Monday, June 27, 2011

Deficit Debate: Air-Cooling the Desert

As the President prepares to confront Mitch McConnell and John Boehner on the deficit, an irresistible image arrives for the absurdity of those deliberations.

Among the endless laundry list of government expenditures to be evaluated is $20.2 billion, an item larger than the entire N.A.S.A. budget, scheduled to go for air-conditioning in Afghanistan and Iraq next year.

What would be the tradeoffs between scrapping the space program or letting our troops fry in Middle East heat? Or could that much more just be sliced from the American old and poor by a new stroke of the Paul Ryan cleaver?

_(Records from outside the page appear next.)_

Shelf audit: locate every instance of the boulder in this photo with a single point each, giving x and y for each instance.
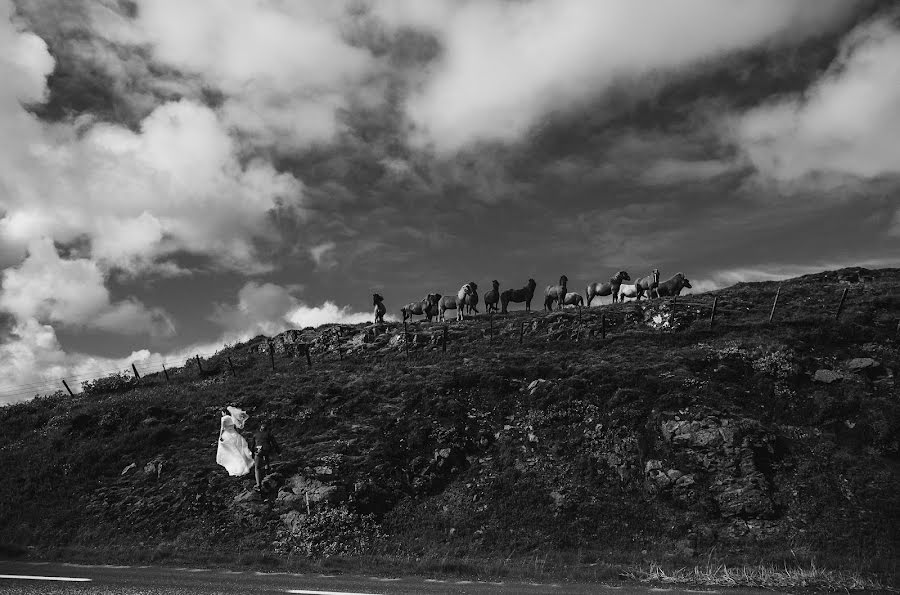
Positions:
(860, 364)
(827, 376)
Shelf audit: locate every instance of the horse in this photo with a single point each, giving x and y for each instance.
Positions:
(425, 307)
(649, 283)
(492, 297)
(455, 302)
(635, 291)
(573, 299)
(380, 310)
(673, 286)
(612, 288)
(556, 293)
(471, 300)
(526, 294)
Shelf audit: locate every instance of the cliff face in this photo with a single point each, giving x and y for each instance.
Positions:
(670, 437)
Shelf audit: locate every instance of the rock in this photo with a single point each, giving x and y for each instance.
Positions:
(293, 520)
(827, 376)
(859, 364)
(248, 496)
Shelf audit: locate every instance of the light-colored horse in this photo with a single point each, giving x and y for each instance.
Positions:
(380, 310)
(426, 307)
(492, 297)
(632, 291)
(556, 293)
(455, 302)
(612, 288)
(649, 283)
(673, 286)
(573, 299)
(526, 294)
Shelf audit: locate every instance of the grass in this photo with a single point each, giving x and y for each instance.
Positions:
(540, 484)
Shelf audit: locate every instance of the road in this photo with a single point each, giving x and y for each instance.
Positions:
(18, 577)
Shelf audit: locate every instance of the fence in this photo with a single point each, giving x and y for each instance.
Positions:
(597, 322)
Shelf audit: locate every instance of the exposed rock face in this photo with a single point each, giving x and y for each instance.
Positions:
(827, 376)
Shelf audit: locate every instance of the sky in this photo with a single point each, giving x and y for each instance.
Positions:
(176, 176)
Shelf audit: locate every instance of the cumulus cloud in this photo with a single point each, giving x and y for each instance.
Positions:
(71, 292)
(269, 309)
(505, 65)
(847, 124)
(323, 255)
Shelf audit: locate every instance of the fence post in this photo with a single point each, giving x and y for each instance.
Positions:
(406, 339)
(775, 303)
(837, 314)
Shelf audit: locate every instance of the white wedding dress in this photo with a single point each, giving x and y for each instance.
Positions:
(233, 452)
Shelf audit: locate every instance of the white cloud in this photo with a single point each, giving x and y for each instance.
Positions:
(507, 64)
(323, 255)
(270, 309)
(847, 124)
(72, 293)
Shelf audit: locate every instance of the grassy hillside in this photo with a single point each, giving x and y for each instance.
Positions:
(670, 441)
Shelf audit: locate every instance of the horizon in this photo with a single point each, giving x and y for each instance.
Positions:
(181, 176)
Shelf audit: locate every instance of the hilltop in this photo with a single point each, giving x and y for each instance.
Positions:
(670, 441)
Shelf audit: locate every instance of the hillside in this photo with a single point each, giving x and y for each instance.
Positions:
(669, 441)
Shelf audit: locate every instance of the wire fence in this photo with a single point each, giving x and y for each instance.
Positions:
(577, 324)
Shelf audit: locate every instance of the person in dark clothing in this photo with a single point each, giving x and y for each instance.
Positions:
(263, 445)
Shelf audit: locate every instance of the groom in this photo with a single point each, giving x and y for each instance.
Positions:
(262, 445)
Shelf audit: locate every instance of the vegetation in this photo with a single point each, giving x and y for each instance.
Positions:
(670, 445)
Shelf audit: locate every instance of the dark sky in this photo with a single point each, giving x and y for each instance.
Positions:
(178, 175)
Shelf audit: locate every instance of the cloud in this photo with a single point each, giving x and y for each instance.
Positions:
(506, 65)
(323, 255)
(847, 124)
(270, 309)
(72, 293)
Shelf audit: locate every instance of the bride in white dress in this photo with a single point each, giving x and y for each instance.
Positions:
(233, 452)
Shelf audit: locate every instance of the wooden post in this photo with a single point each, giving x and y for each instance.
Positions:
(775, 303)
(406, 339)
(837, 314)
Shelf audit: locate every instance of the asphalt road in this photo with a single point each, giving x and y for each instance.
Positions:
(17, 577)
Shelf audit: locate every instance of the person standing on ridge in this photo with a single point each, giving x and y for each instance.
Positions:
(263, 444)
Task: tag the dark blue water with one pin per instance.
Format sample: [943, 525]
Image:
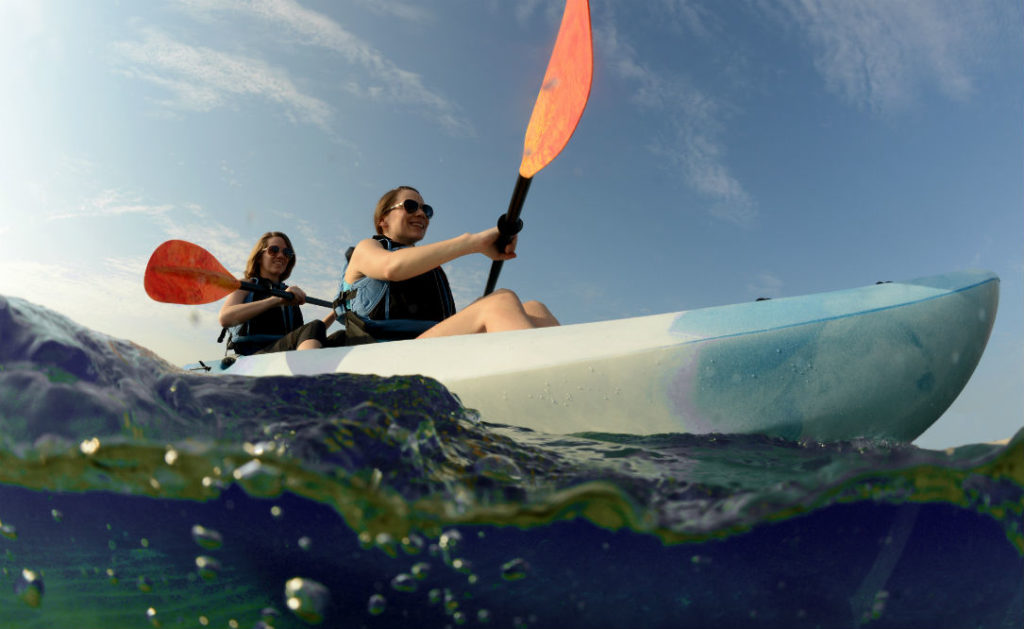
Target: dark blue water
[380, 502]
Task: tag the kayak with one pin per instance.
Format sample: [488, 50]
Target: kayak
[877, 362]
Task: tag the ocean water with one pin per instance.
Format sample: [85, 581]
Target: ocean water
[135, 495]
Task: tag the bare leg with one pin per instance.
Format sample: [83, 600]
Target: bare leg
[539, 315]
[498, 311]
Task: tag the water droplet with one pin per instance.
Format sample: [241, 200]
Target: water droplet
[207, 538]
[421, 571]
[451, 604]
[413, 544]
[451, 541]
[29, 587]
[90, 447]
[208, 568]
[462, 565]
[377, 604]
[306, 599]
[514, 570]
[403, 583]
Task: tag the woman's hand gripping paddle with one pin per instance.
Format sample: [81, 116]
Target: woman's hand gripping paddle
[556, 113]
[182, 273]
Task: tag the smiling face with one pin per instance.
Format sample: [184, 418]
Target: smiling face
[401, 226]
[273, 265]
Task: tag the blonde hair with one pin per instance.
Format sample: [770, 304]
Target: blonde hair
[252, 266]
[387, 201]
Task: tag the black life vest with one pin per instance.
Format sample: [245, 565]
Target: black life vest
[251, 336]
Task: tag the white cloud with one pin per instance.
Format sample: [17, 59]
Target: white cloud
[692, 142]
[384, 80]
[203, 79]
[111, 203]
[395, 8]
[880, 55]
[765, 284]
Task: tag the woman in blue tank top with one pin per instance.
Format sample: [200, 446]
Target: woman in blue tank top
[392, 277]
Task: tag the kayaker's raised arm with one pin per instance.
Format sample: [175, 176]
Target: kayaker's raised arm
[371, 258]
[398, 290]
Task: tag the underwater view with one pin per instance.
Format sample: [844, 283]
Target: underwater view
[134, 494]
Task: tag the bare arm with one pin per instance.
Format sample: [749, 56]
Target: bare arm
[372, 259]
[236, 311]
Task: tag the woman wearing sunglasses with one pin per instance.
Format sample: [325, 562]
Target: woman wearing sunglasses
[260, 323]
[397, 289]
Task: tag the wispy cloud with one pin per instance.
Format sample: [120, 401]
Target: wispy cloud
[383, 79]
[881, 55]
[203, 79]
[396, 8]
[691, 142]
[111, 203]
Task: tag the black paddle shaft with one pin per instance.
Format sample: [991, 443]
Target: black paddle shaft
[256, 288]
[509, 224]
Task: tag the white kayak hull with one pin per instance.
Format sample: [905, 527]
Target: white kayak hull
[880, 362]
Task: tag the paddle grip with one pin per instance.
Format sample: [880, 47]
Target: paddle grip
[256, 288]
[508, 224]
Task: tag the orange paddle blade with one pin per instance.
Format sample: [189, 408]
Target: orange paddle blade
[564, 91]
[182, 273]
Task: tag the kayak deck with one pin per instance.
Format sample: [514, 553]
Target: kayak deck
[880, 362]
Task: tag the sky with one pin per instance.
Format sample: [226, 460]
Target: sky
[729, 151]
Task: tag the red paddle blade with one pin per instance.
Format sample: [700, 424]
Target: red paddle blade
[564, 91]
[182, 273]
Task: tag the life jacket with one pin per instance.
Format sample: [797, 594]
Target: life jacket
[396, 309]
[251, 336]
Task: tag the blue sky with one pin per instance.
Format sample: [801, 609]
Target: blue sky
[729, 151]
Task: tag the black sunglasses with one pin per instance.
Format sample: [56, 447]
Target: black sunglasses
[274, 250]
[411, 206]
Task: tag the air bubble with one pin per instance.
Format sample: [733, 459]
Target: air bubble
[307, 599]
[421, 571]
[29, 588]
[207, 538]
[376, 604]
[208, 568]
[403, 583]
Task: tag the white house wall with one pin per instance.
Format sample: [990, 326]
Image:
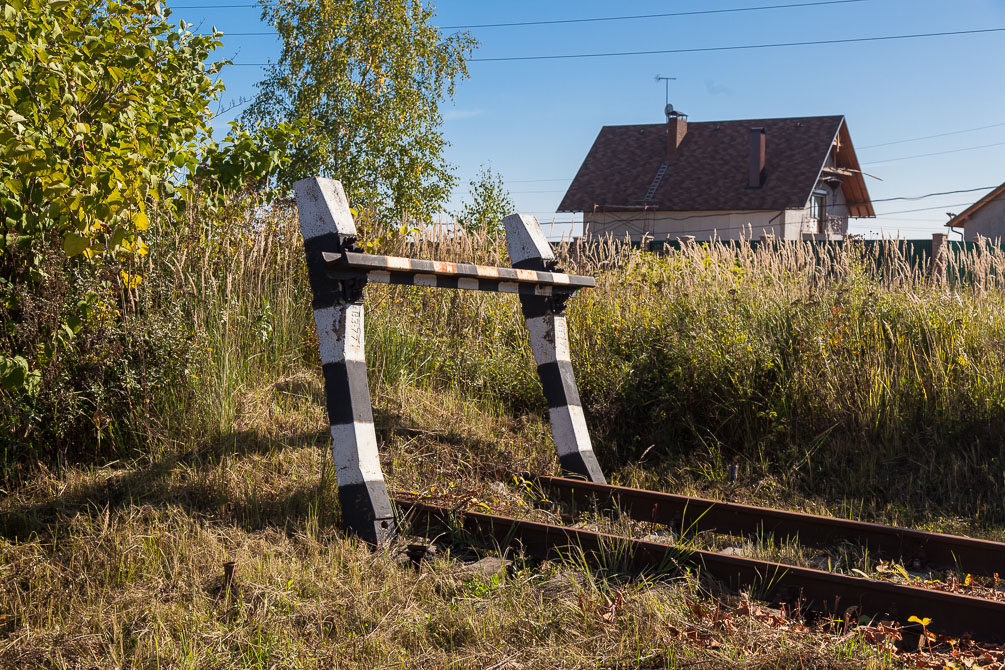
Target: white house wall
[989, 221]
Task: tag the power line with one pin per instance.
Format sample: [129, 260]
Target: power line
[931, 137]
[594, 19]
[738, 47]
[929, 195]
[735, 47]
[648, 16]
[951, 151]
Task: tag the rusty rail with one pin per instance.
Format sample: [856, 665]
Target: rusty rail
[951, 613]
[683, 512]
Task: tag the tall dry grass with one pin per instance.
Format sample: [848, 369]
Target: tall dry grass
[839, 370]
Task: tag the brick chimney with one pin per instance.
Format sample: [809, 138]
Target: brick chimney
[756, 176]
[676, 129]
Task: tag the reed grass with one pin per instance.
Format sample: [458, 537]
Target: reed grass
[842, 379]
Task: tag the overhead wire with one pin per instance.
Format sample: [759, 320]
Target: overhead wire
[592, 19]
[951, 151]
[733, 47]
[931, 137]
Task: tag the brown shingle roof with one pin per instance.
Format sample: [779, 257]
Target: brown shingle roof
[710, 170]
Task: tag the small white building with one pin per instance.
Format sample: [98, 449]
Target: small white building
[985, 218]
[785, 178]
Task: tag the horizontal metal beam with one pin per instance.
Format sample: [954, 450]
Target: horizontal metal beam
[442, 274]
[687, 513]
[951, 613]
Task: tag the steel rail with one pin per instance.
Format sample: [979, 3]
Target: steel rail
[442, 274]
[687, 513]
[951, 613]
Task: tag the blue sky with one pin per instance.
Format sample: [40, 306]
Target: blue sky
[534, 122]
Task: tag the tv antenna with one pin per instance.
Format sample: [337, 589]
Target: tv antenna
[668, 109]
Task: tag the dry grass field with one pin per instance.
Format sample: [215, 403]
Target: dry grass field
[837, 385]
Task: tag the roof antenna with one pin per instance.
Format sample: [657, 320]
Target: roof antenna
[668, 109]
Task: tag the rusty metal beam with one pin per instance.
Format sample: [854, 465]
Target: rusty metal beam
[951, 613]
[970, 554]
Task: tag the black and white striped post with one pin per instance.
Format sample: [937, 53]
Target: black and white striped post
[545, 314]
[328, 227]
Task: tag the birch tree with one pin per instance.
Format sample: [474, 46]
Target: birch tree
[368, 76]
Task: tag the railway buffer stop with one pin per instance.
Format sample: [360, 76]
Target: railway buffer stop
[339, 271]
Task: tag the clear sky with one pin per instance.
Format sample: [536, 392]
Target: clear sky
[534, 121]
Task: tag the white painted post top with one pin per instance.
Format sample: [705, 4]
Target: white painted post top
[525, 239]
[323, 208]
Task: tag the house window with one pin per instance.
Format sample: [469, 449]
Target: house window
[818, 205]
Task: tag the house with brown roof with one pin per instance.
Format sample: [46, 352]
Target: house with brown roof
[786, 178]
[985, 218]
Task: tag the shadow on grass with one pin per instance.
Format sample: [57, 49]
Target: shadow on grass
[194, 480]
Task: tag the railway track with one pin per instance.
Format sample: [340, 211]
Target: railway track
[951, 613]
[682, 512]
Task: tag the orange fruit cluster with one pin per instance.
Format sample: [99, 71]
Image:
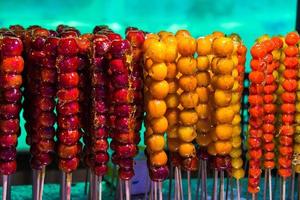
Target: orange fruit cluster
[223, 83]
[204, 124]
[256, 111]
[297, 124]
[187, 81]
[156, 90]
[239, 55]
[288, 106]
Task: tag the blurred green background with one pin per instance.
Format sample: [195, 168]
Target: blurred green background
[249, 18]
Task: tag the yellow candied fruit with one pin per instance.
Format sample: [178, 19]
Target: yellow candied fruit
[173, 144]
[204, 46]
[156, 108]
[159, 125]
[186, 45]
[222, 98]
[237, 163]
[189, 99]
[224, 115]
[238, 173]
[148, 132]
[235, 98]
[223, 147]
[202, 63]
[236, 120]
[159, 89]
[187, 83]
[187, 65]
[236, 152]
[187, 150]
[158, 71]
[203, 126]
[203, 140]
[224, 131]
[203, 79]
[222, 46]
[211, 149]
[158, 159]
[171, 70]
[156, 51]
[225, 66]
[224, 82]
[172, 100]
[236, 130]
[186, 133]
[172, 132]
[203, 93]
[202, 111]
[188, 117]
[297, 148]
[155, 143]
[173, 86]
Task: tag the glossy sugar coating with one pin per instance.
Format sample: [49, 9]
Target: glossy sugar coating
[11, 68]
[288, 105]
[159, 56]
[240, 50]
[68, 64]
[222, 81]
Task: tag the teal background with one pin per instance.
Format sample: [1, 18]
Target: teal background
[249, 18]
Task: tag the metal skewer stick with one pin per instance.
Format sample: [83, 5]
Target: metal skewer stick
[63, 186]
[283, 188]
[189, 185]
[42, 182]
[298, 185]
[231, 189]
[180, 181]
[121, 189]
[68, 187]
[214, 194]
[38, 184]
[227, 187]
[292, 196]
[177, 184]
[160, 191]
[222, 185]
[265, 184]
[205, 179]
[198, 180]
[238, 189]
[4, 187]
[8, 187]
[270, 183]
[127, 190]
[170, 182]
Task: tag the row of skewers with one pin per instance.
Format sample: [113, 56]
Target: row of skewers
[99, 85]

McConnell drops a Sunday talk show gauntlet: “Throwing more tax revenue into the mix is simply not going to produce a desirable result, and it won’t pass. I mean, putting aside the fact that Republicans don’t like to raise taxes, Democrats don’t like to either.” (He makes it sound like eating spinach or going to the dentist.)

So Republicans frame the struggle to avoid national bankruptcy as a we win-you lose effort for the White House: You can cut out apples, oranges, grapes or even figs but add nothing to the other side of the scale.

If that seems like a weird process, taxpayers can look forward to Tea Party help as the parsimonious patriots form a commission to find ingenious new ways to cut government expenses and reduce the deficit.

In the movie, “The American President,” a politician claims that, without leadership, a parched public would head for an imaginary oasis and try to drink the sand. But apparently not without air-cooling it first.